Acknowledgement: Adapted from information provided within Brisbane sexual assault service, information sheet – ‘Managing Nightmares’ and Krakow Hollifield et al, “Imagery Rehearsal Therapy for Chronic Nightmares in Sexual Assault Survivors with Posttraumatic Stress Disorder”. Journal of the American medical Association  Vol. 286 No 5, 1 August 2001



  1. Comment by Aplin

    Aplin Reply July 5, 2016 at 11:43 pm

    I was sexually and physically abused several times during childhood and also when I was a teenager. I have seen psychiatrist and therapist over the years, but still not better. Any suggestions on what I should do? Thanks

    • Comment by Jerry

      Jerry Reply September 16, 2016 at 11:09 pm

      The therapy and psychiatry are not designed to make you better. They are forms of study that can bring you down a path of healing, should you take that path. Best of luck to you my friend.

    • Comment by Beat

      Beat Reply September 21, 2016 at 6:20 pm

      Hey Alpin,

      I too was sexually, physically and mentally abused growing up. It wasnt until college age that I was in a safer place to work on the past I tried to shove into the back of my mind.

      I did a LOT of things to heal and be normal and here’s what I did:

      – Stick with a good therapist. One that is on your side and understands things. You need that healthy response from a support system.
      – Join a mens small group for sexual abuse. This actually helped me more than I could ever say. I found real people who went through similar (some of them worse) and shared that they experienced daily after effects just like me. It helps to lessen the burden of feeling the only “messed up one” or “crazy one” that I normally get.
      – Read a lot of articles and recovery books. I purposely desensitized myself by reading other people’s stories. I even read those of transgendered people because they had experienced what I went through, just in a different setting.
      – Prayed a lot. It doesn’t matter to me what you fill in the blank for religion/spirituality. But I’m not going to lie that talking to God didn’t get me through it. I was able to be angry, yell, question and hold my assailants guilty (as they will never be tried in a human court), and just talk out the crap. While I never had a red sea parting moment, I did in baby steps, heal from PTSD. Of course this is very personal and may not apply to everyone.
      – PROCESSED THE EMOTIONS. This is the most important part. It is recommended you do this with a therapist as it can be overwhelming by yourself. The more abuse you went through, the more times you will have to do this, as it is best to take it one event at a time.

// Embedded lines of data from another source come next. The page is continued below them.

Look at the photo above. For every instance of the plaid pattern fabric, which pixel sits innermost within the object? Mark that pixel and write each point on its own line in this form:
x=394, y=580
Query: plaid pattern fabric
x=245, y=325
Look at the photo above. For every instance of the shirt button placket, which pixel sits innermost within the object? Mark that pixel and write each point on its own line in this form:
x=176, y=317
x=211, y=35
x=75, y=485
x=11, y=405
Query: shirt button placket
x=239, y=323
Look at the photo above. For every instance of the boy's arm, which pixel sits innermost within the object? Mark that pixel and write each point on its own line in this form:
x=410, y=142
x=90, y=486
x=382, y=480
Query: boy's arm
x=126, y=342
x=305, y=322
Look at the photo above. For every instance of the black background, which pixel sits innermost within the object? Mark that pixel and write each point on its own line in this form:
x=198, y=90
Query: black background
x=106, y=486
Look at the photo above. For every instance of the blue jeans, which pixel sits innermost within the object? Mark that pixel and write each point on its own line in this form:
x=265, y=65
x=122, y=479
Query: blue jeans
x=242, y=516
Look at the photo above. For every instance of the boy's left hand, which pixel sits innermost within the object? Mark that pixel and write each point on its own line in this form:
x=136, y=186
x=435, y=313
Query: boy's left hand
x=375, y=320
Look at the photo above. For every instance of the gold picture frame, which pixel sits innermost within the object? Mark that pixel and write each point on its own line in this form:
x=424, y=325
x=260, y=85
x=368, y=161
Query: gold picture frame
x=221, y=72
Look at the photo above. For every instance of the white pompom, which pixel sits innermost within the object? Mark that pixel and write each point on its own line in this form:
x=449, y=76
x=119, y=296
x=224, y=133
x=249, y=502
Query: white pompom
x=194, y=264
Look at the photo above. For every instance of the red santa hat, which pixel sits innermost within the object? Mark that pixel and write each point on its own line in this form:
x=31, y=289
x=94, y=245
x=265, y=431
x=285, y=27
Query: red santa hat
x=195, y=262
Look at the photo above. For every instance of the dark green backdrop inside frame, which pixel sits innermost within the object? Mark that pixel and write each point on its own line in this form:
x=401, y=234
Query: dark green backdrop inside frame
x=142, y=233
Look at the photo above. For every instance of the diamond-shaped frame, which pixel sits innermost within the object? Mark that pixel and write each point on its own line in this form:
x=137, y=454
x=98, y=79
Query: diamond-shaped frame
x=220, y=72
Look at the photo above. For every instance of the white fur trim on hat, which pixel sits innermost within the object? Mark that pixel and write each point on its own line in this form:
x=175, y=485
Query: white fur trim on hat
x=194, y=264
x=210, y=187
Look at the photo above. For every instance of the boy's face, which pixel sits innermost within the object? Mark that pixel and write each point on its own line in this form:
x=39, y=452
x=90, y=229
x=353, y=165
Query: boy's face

      Good luck to you Aplin! It takes time but I know you will get better.

    • Comment by Jess [Living Well Staff]

      Jess [Living Well Staff] Reply October 5, 2016 at 11:14 am

      Hi Alpin,

      First I want to commend you for taking steps to work through your difficulties, and for not giving up. I know it can be disheartening when things progress slower than you would like – it can be helpful to keep in mind that sometimes this is what is needed. To move through things at a pace that isn’t overwhelming, knowing that you are processing things in the background and always moving forward, even when it feels otherwise.

      The first step is to look after your own health and wellbeing. Engage in self care – physical and mental. Build up your safety and stability, as this will bring you to a place where you can manage and cope with the things underneath.

      And finally, while I know therapy hasn’t been helpful so far, I can’t recommend enough that you find a therapist or counsellor with experience in trauma and/or sexual abuse. This is a very specialised area that in which a therapist needs specific training and experience. Keep trying to find one who works for you, as all professionals have their own style and it may not always be the first, second or even third that suits you as an individual.

      Know that recovery is possible and help is available. I wish you the best.

      And a big thank you to everyone else for your comments. While everyone’s experiences and recovery are different, it is wonderful to hear what has worked for some, and to see people reaching out to support each other.